La prochaine liquidation de la Banque gabonaise de développement (BGD) a motivé l’Agence française de développement (AFD) a y cédé ses parts. Une cession correspond à 287 280 actions représentant 11,4% du capital de la banque, a révélé La Lettre du Continent du 28 novembre.

Une agence de la BGD à Lalala, dans le 5e arrondissement de Libreville. © Gabonreview

 

L’Agence française de développement (AFD) a décidé de couper les ponts avec la Banque gabonaise de développement (BGD). Selon La Lettre du Continent du Continent du 28 novembre, l’institution financière française a cédé, le 19 novembre, les parts qu’elle détenait au sein de l’établissement bancaire en passe d’être liquidé.

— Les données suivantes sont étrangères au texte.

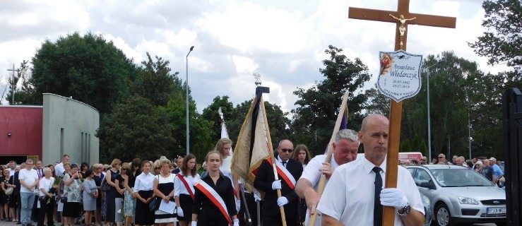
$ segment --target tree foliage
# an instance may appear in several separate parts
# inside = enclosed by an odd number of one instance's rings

«Cette cession correspond à 287 280 actions représentant 11,4% du capital de la banque», a révélé La Lettre du Continent. Une démarche qui découle de l’inéluctable disparition de la banque créée en 1960. Steeve Saurel Legnongo, administrateur provisoire de la BGD, a été missionné, sous la supervision de l’Etat, pour mettre en place le processus de liquidation de cet établissement.

Le 20 septembre, la Commission bancaire de l’Afrique centrale (Cobac) avait déjà retiré l’agrément prudentiel de la BGD, mise sous administration provisoire depuis 2017. La Commission avait également évoqué la faiblesse du plan de restructuration proposé par Libreville au président de l’Association professionnelle des établissements de crédit du Gabon (Apec-Gabon).

«Le plan de restructuration de la BGD proposé par l’administrateur provisoire n’est pas crédible et ne tient pas compte de l’urgence que requiert la situation très critique de cette banque», avait affirmé la Cobac.